Releasing Trauma With EMDR
Eye-Movement Desensitization and Reprocessing (EMDR) is an evidence-based treatment recognized by major health organizations like the World Health Organization and the American Psychiatric Association as an effective therapy for trauma. More and more people are becoming aware of EMDR and are enjoying the profound, rapid alleviation of trauma with this modality.
EMDR involves stimulating both sides of the brain while reflecting on distressing experiences, enabling the brain’s plasticity to reduce the stress response. Numerous studies have confirmed its effectiveness in treating PTSD and other painful life experiences. A meta-analysis in the 2024 Journal of Traumatic Stress found EMDR was effective in reducing PTSD symptoms, with remission rates ranging from 36 to over 90 percent.

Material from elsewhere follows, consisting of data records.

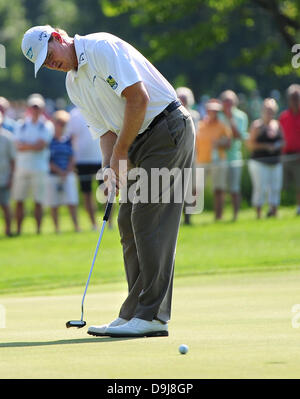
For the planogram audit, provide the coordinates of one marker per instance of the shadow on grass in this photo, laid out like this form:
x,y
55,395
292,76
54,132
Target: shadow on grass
x,y
63,342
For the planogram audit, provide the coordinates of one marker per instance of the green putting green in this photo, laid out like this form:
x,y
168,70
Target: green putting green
x,y
236,326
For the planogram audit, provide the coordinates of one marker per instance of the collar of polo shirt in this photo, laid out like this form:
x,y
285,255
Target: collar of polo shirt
x,y
80,53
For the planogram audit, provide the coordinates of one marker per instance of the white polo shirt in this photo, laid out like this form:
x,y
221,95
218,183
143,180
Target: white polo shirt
x,y
86,151
106,66
30,133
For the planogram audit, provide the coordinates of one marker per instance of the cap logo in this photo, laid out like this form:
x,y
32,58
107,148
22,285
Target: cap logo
x,y
29,53
81,57
42,35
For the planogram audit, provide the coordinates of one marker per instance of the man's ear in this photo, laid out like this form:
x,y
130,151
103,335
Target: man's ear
x,y
56,36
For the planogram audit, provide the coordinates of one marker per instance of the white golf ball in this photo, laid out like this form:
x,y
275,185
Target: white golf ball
x,y
183,349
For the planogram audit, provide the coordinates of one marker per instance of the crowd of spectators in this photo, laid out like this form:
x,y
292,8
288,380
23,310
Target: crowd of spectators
x,y
46,150
40,155
271,143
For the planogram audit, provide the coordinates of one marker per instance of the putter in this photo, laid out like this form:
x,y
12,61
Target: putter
x,y
81,323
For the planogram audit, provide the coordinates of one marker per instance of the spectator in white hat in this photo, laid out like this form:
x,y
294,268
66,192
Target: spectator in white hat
x,y
237,121
32,163
7,122
7,163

Taking Advantage Of Our Brain’s Plasticity
When the brain encounters a new situation, it looks to past behaviors or thought patterns for how to manage it. We used to think that the brain and its functioning didn’t change very much, but we’ve since learned that due to “plasticity,” our brains can learn new tricks that can provide healing and relief from old wounds, trauma, and patterns of behavior.
EMDR therapy helps reprocess distressing memories. It allows the nervous system to let go of the “tags” it created around the event – those markers that cause it to overreact as a form of protection from those experiences in the future.
To clarify, EMDR is not exposure therapy or hypnosis, as it turns healing over to the brain and its capacity to heal. The EMDR therapist is just facilitating the process. Clients maintain their sense of control during treatment and create a greater sense of stability than before, when they felt they were hostages to the past.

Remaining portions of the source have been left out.